Jacob Zuma sobreviveu a seis moções de censura ao longo da sua tumultuosa presidência de nove anos, mas poucos acreditam que sobreviva hoje à primeira moção de confiança. O presidente sul-africano chegou ao fim da linha e esgotou esta quarta-feira o prazo imposto pelo seu partido, o Congresso Nacional Africano (ANC na sigla em inglês), para abandonar o poder pelo próprio pé e evitar a vergonha de assistir aos deputados da maioria a alinharem-se com a oposição para o derrubar.
É quase certo que Zuma deixa hoje a presidência. O partido antecipou-se à moção de censura marcada para dia 28 e convocou para hoje uma moção de confiança cujo desfecho se conhece de antemão e demonstrará que o presidente sul-africano já não tem controlo sobre o ANC, o parlamento ou até outras alavancas do poder que até há poucos dias o conservavam no topo, apesar do amontoado de casos de corrupção e veredictos desfavoráveis nos tribunais. Na manhã desta quarta, por exemplo, as autoridades desencadearam uma operação que há três meses se julgava impossível: lançaram uma rusga à residência da família Gupta, em Joanesburgo, atacando um dos centros de influência e poder da era Zuma.

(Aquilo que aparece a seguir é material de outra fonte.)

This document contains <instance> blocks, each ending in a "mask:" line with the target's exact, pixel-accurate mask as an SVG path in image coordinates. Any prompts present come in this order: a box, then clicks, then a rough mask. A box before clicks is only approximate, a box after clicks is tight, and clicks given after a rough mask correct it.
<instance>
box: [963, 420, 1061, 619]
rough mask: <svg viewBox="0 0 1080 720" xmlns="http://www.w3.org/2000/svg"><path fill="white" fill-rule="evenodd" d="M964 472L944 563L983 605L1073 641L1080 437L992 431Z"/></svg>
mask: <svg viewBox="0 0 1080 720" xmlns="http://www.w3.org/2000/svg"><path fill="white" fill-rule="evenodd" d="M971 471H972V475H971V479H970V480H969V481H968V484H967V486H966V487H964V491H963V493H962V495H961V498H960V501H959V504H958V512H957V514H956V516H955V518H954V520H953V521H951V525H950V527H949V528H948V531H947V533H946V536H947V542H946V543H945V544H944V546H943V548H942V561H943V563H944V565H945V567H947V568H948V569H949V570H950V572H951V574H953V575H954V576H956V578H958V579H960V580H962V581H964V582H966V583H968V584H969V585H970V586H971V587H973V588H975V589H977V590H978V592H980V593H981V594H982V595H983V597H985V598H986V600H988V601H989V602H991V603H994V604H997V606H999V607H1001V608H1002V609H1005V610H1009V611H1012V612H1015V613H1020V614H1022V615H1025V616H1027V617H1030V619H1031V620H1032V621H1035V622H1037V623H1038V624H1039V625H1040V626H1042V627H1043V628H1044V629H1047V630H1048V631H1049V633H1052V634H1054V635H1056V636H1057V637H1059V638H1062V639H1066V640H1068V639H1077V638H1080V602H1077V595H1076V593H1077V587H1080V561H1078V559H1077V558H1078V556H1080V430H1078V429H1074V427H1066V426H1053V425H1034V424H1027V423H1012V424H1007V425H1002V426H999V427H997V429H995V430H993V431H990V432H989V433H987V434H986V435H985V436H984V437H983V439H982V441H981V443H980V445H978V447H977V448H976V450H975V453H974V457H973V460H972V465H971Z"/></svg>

A família Gupta está no centro das acusações de apropriação de fundos públicos contra o presidente e a sua vulnerabilidade demonstra que o Estado já não está do seu lado – e que Zuma já não tem influência sobre as autoridades. Horas depois da operação, reagindo às notícias de que o ANC agendara uma moção de censura para hoje, Zuma convocou as televisões sul-africanas para declarar-se vítima das manobras de poder no seio do seu próprio partido.

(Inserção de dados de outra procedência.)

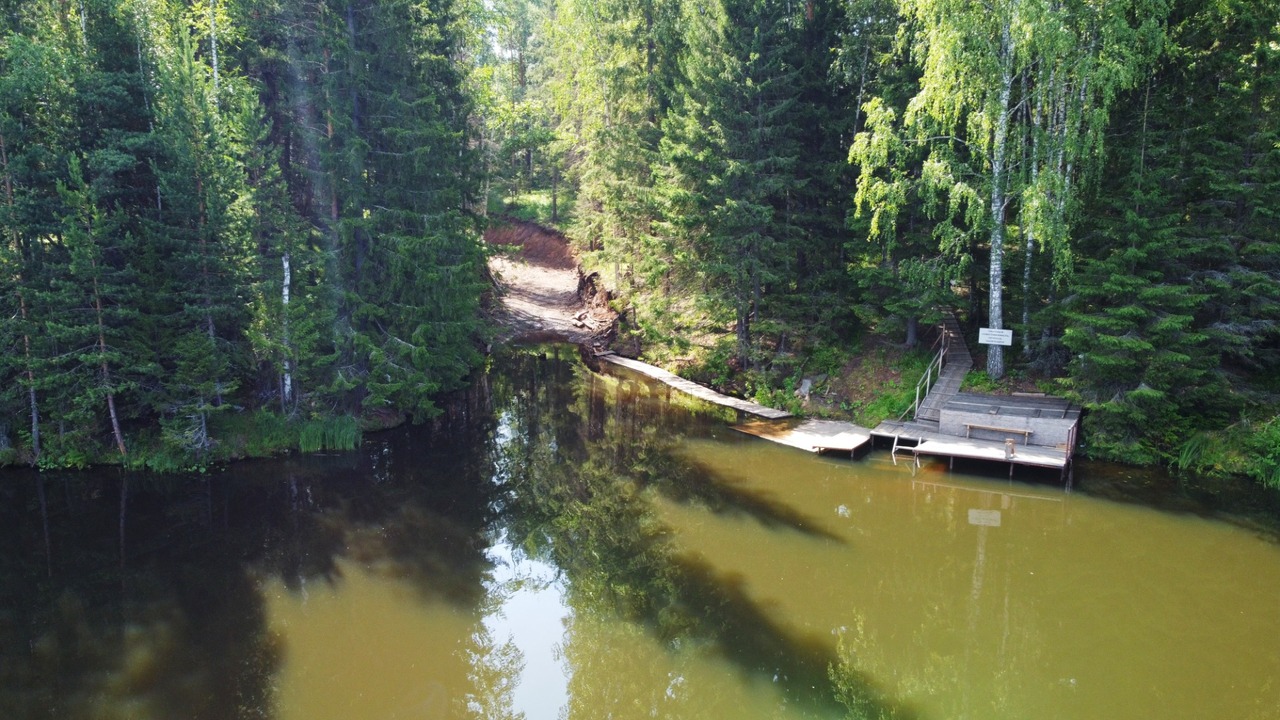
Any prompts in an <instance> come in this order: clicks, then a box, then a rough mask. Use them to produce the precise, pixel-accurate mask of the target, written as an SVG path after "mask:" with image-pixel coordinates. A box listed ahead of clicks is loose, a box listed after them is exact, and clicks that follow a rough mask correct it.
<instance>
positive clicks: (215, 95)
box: [209, 0, 219, 110]
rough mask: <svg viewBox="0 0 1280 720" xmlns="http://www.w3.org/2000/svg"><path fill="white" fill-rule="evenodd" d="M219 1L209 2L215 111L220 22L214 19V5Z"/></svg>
mask: <svg viewBox="0 0 1280 720" xmlns="http://www.w3.org/2000/svg"><path fill="white" fill-rule="evenodd" d="M216 3H218V0H209V55H210V58H209V59H210V61H211V64H212V65H214V110H218V106H219V101H218V95H219V92H218V90H219V85H218V20H216V19H215V17H214V5H215V4H216Z"/></svg>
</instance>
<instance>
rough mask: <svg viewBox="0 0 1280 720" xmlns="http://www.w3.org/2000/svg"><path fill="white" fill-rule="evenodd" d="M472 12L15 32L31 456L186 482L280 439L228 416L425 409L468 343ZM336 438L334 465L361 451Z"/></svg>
mask: <svg viewBox="0 0 1280 720" xmlns="http://www.w3.org/2000/svg"><path fill="white" fill-rule="evenodd" d="M462 8H466V5H456V4H454V3H452V1H451V0H431V1H425V0H424V1H421V3H420V1H412V3H399V1H388V0H362V1H357V3H344V1H337V0H334V1H329V0H320V1H317V3H283V4H282V3H268V4H262V3H244V1H239V0H228V1H220V3H216V4H212V5H210V4H206V5H204V6H200V8H196V6H191V5H187V4H183V3H175V1H172V0H148V1H132V0H129V1H105V0H104V1H97V0H86V1H84V3H79V4H78V5H77V4H69V5H68V4H65V3H63V4H59V3H54V1H51V0H36V1H35V3H27V4H23V9H22V12H17V10H14V12H13V13H6V15H5V18H4V20H3V24H4V36H3V38H0V160H3V163H0V165H3V167H0V179H3V181H4V182H3V183H0V187H3V195H0V231H3V240H0V316H3V318H4V319H3V320H0V351H3V352H0V418H3V420H0V423H3V424H5V425H10V427H19V423H20V427H23V428H29V429H26V436H24V438H26V439H24V441H22V442H23V446H22V447H20V448H18V455H19V456H23V457H29V459H31V460H32V461H33V462H40V464H41V465H42V466H78V465H83V464H86V462H97V461H102V460H109V459H113V455H114V456H115V457H114V459H115V460H116V461H119V455H120V454H123V455H124V456H125V457H124V459H123V461H124V462H125V464H129V465H133V466H143V465H148V466H154V468H161V469H180V468H187V466H204V465H207V464H209V462H212V461H218V460H219V459H223V457H228V456H236V455H238V454H243V452H244V451H246V447H244V446H246V445H252V447H250V448H248V451H251V452H257V451H266V450H268V448H270V447H273V446H276V445H280V446H287V445H291V442H289V441H288V439H287V437H285V436H288V434H289V433H292V430H285V429H282V428H275V429H274V430H273V432H271V433H268V434H266V436H265V437H259V438H255V441H253V442H248V443H247V442H246V441H244V438H243V436H241V434H239V433H241V428H239V425H241V424H242V423H241V419H239V416H238V415H237V414H236V413H234V411H236V410H237V409H238V407H244V406H248V407H251V409H257V407H261V406H264V405H266V406H278V407H279V409H280V411H282V413H283V414H285V415H289V416H303V415H305V416H319V418H323V416H332V415H335V414H337V415H342V416H347V415H351V416H357V415H358V414H361V413H364V411H366V410H367V411H375V410H381V409H383V406H385V405H393V406H397V407H402V409H403V410H406V411H408V413H411V414H413V415H415V416H416V418H426V416H430V415H431V413H433V411H434V405H433V402H431V396H433V393H435V392H439V391H444V389H449V388H453V387H457V386H458V384H460V383H461V382H463V379H465V377H466V375H467V373H468V372H470V369H471V368H472V366H475V365H476V364H477V361H479V352H477V350H476V348H477V337H479V334H480V329H481V327H480V314H479V297H480V293H481V291H483V288H484V283H483V275H481V265H483V254H481V251H480V246H479V233H477V227H476V223H475V219H474V218H471V217H468V214H467V211H468V208H470V206H471V204H472V202H474V201H475V197H476V195H477V188H479V173H477V170H476V168H475V164H474V159H475V156H474V154H472V151H471V147H472V142H471V140H472V137H471V128H472V127H474V126H472V123H471V118H470V113H471V101H470V97H468V96H467V94H466V86H467V72H468V67H467V65H466V64H465V63H460V61H458V58H461V53H462V50H463V49H465V46H466V45H467V44H468V42H474V37H471V36H468V27H467V24H466V23H467V22H470V20H468V19H465V18H461V17H460V14H458V13H460V10H461V9H462ZM210 12H212V13H214V15H212V18H214V19H215V20H216V23H210V17H211V15H210ZM374 42H376V46H375V45H374ZM215 49H216V50H215ZM233 418H234V419H233ZM51 424H52V425H51ZM45 425H51V427H56V428H58V433H56V438H51V437H50V436H51V433H49V432H44V433H42V432H41V430H42V429H44V427H45ZM340 428H343V429H340V432H337V434H334V432H326V433H321V436H323V437H321V439H320V441H319V442H320V443H321V446H324V447H328V446H332V445H338V446H348V445H352V441H351V437H349V433H347V430H346V429H344V428H347V425H346V424H340ZM41 439H44V441H45V442H44V443H41ZM42 445H44V446H42ZM134 452H136V454H137V457H132V455H133V454H134Z"/></svg>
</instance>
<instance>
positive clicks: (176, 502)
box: [0, 474, 279, 719]
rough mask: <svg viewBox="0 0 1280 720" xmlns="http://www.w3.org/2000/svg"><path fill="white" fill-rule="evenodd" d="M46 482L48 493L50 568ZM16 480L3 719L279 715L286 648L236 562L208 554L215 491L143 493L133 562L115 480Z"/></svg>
mask: <svg viewBox="0 0 1280 720" xmlns="http://www.w3.org/2000/svg"><path fill="white" fill-rule="evenodd" d="M40 480H44V482H45V484H46V491H50V492H47V493H46V495H47V498H49V503H47V506H46V510H47V519H49V529H50V548H51V551H52V552H51V555H50V562H49V565H47V568H46V559H45V553H44V539H42V537H41V536H42V525H44V519H42V518H41V516H40V514H38V510H37V507H36V506H37V501H36V500H35V496H36V495H37V482H40ZM4 487H5V493H6V497H5V502H4V506H3V510H0V512H3V519H0V524H3V527H4V528H5V529H6V532H5V536H4V548H3V550H4V552H3V561H0V562H4V565H3V574H4V578H5V582H4V584H3V588H0V607H3V611H0V612H3V615H0V667H3V670H0V707H4V708H5V710H6V712H5V717H13V719H26V717H32V719H36V717H68V719H78V717H110V716H116V715H119V716H137V717H264V716H266V715H268V714H269V707H270V705H269V694H270V689H269V679H270V674H271V671H273V670H274V667H275V666H276V664H278V660H279V648H278V647H276V644H275V642H274V638H271V637H270V634H269V633H268V630H266V625H265V616H264V611H262V606H261V602H260V598H259V594H257V589H256V587H255V584H253V582H252V580H251V578H248V577H247V575H246V574H244V571H243V569H242V566H241V564H239V562H238V560H237V559H234V557H232V556H228V555H225V553H221V552H218V551H214V552H210V550H211V546H210V539H211V538H212V537H215V536H216V534H218V529H216V528H214V527H212V525H211V523H209V515H207V514H204V512H202V510H204V509H207V503H198V505H197V502H193V501H192V497H191V495H192V493H191V492H189V489H188V488H183V489H182V491H174V489H173V488H169V489H168V492H165V491H159V489H143V491H141V492H138V493H137V498H136V501H134V502H132V505H131V507H129V524H128V525H127V529H128V530H129V532H131V533H133V537H134V538H136V547H133V548H129V553H128V555H125V562H124V568H123V569H122V562H120V553H119V544H118V537H119V533H118V510H119V487H120V482H119V480H118V479H116V478H114V477H110V475H109V477H102V478H93V477H90V475H87V474H77V475H70V474H65V475H58V474H54V475H45V477H44V478H36V477H35V475H32V474H22V475H20V477H18V478H9V479H8V480H6V482H5V483H4ZM206 487H207V486H206ZM206 497H207V495H206ZM170 501H172V502H170ZM193 510H195V511H197V512H196V514H195V515H188V512H191V511H193ZM50 569H51V573H50V571H49V570H50Z"/></svg>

Com um discurso que pareceu desconexo, Zuma insistiu várias vezes que, ao contrário do que diz o ANC, aceitou demitir-se como lhe exigiu o partido na segunda-feira, mas só em junho. “Ninguém me explica as razões pelas quais devo demitir-me”, disse Zuma, de quem ainda se esperava uma declaração ao país à hora de fecho desta edição – possivelmente, mas não certamente, para se demitir, evitando o teatro parlamentar.

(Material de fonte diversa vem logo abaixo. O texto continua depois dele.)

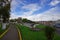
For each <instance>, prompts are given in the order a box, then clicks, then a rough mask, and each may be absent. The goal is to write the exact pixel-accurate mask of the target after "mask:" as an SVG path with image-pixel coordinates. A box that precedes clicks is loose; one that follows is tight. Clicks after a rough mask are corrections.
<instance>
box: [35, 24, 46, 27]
mask: <svg viewBox="0 0 60 40" xmlns="http://www.w3.org/2000/svg"><path fill="white" fill-rule="evenodd" d="M45 27H46V26H45V25H43V24H38V25H36V28H45Z"/></svg>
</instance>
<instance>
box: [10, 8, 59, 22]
mask: <svg viewBox="0 0 60 40" xmlns="http://www.w3.org/2000/svg"><path fill="white" fill-rule="evenodd" d="M57 10H59V8H58V7H55V8H51V9H50V10H48V11H46V12H43V13H40V14H37V15H28V14H27V15H28V16H25V15H15V14H13V13H12V15H11V18H13V19H14V18H18V17H22V18H27V19H29V20H32V21H49V20H52V21H54V20H58V19H60V12H57ZM28 13H29V12H28Z"/></svg>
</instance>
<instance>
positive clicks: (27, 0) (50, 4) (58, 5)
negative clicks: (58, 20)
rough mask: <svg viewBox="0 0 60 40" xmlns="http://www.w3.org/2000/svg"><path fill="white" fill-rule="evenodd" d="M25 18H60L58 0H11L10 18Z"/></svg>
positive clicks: (55, 18)
mask: <svg viewBox="0 0 60 40" xmlns="http://www.w3.org/2000/svg"><path fill="white" fill-rule="evenodd" d="M18 17H22V18H27V19H29V20H32V21H48V20H58V19H60V0H12V2H11V17H10V18H11V19H14V18H18Z"/></svg>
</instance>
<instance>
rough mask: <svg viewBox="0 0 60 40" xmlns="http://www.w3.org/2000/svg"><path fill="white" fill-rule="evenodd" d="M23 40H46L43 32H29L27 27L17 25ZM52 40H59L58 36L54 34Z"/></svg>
mask: <svg viewBox="0 0 60 40" xmlns="http://www.w3.org/2000/svg"><path fill="white" fill-rule="evenodd" d="M18 27H19V29H20V31H21V34H22V39H23V40H46V37H45V33H44V31H39V32H37V31H31V30H30V29H29V28H28V27H25V26H22V25H18ZM54 40H60V36H58V35H56V34H55V37H54Z"/></svg>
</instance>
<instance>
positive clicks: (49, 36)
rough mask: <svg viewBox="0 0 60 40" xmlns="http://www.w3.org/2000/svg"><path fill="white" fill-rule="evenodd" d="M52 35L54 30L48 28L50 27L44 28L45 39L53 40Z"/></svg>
mask: <svg viewBox="0 0 60 40" xmlns="http://www.w3.org/2000/svg"><path fill="white" fill-rule="evenodd" d="M54 33H55V28H53V27H50V26H46V28H45V35H46V37H47V40H53V38H54Z"/></svg>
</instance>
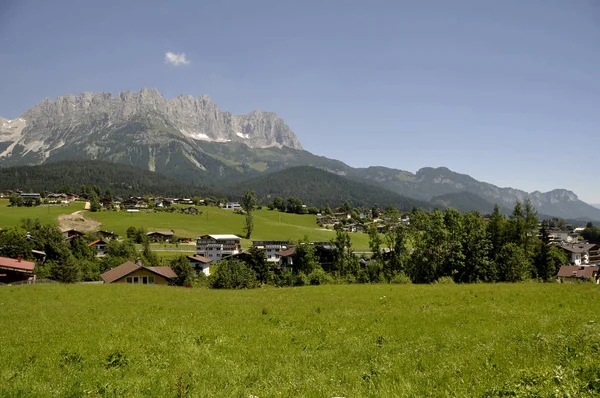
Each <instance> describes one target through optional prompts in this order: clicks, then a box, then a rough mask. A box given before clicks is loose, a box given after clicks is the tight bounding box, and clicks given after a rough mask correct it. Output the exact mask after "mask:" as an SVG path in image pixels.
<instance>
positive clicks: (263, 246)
mask: <svg viewBox="0 0 600 398" xmlns="http://www.w3.org/2000/svg"><path fill="white" fill-rule="evenodd" d="M289 245H290V242H288V241H287V240H285V241H284V240H255V241H252V246H254V247H257V248H259V249H262V250H264V252H265V259H266V260H267V262H270V263H276V262H279V255H278V254H277V253H279V252H280V251H281V250H285V249H287V248H288V247H289Z"/></svg>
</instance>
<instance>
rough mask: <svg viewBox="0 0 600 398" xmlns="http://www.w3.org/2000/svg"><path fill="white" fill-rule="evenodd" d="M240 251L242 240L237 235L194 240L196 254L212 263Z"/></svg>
mask: <svg viewBox="0 0 600 398" xmlns="http://www.w3.org/2000/svg"><path fill="white" fill-rule="evenodd" d="M241 250H242V240H241V239H240V237H239V236H237V235H230V234H225V235H203V236H200V237H198V239H196V254H198V255H201V256H204V257H207V258H209V259H211V260H212V261H220V260H221V259H222V258H223V257H226V256H231V255H232V254H237V253H239V252H240V251H241Z"/></svg>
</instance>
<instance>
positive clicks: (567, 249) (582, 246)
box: [560, 243, 596, 265]
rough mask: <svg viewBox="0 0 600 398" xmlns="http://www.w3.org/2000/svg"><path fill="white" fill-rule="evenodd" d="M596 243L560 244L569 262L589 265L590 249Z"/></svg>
mask: <svg viewBox="0 0 600 398" xmlns="http://www.w3.org/2000/svg"><path fill="white" fill-rule="evenodd" d="M595 246H596V245H594V244H592V243H571V244H567V245H562V246H560V248H561V249H563V250H564V251H565V252H566V254H567V256H568V257H569V263H571V264H572V265H589V264H590V249H593V248H594V247H595Z"/></svg>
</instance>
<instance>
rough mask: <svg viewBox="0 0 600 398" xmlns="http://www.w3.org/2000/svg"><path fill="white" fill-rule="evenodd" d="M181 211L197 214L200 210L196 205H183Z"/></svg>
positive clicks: (187, 213) (188, 213)
mask: <svg viewBox="0 0 600 398" xmlns="http://www.w3.org/2000/svg"><path fill="white" fill-rule="evenodd" d="M181 212H182V213H183V214H194V215H198V214H200V210H199V209H198V208H197V207H193V206H190V207H184V208H183V209H181Z"/></svg>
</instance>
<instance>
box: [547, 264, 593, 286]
mask: <svg viewBox="0 0 600 398" xmlns="http://www.w3.org/2000/svg"><path fill="white" fill-rule="evenodd" d="M599 270H600V268H599V267H598V266H591V267H584V266H575V265H563V266H562V267H560V270H559V271H558V275H556V279H557V281H559V282H578V281H586V280H591V281H593V282H594V283H596V284H598V271H599Z"/></svg>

O ANC afirmava esta quarta-feira que só reagiria às declarações oficiais do presidente e que nada diria das declarações da tarde. Contudo, vários dirigentes do ANC afirmavam já que o processo de destituição de Jacob Zuma será rápido e que o vice-presidente e novo líder do partido, Cyril Ramaphosa, será empossado ainda antes do fim de semana. “Para nós, na liderança do ANC, já não se pode esperar”, dizia o tesoureiro do partido, Paul Mashatile. “Queremos criar certeza para ajudar os que não sabem o que se vai passar em seguida”, afirmava, por sua vez, Jackson Mthembu, o líder parlamentar.
O provedor de justiça, que cunhou o termo “captura do Estado”, hoje usado diariamente nos meios de comunicação, acusa Zuma e os Guptas de negociarem em privado contratos públicos no valor de centenas de milhões de euros, nomeações governamentais, operações de enriquecimento ilícito, desvio de dinheiro e corrupção.
As suspeitas tornaram-se insuportáveis para admitir a continuidade de Zuma e o país parece estar já a voltar a página com as rusgas à poderosa família de Joanesburgo.
“Encaramos esta investigação muito seriamente”, dizia esta quarta-feira o porta-voz das forças especiais que realizaram a rusga, Hangwani Mulaudzi. “Não andamos a brincar no que diz respeito a assegurarmo-nos que os responsáveis da chamada captura do Estado se responsabilizam pelos seus atos.”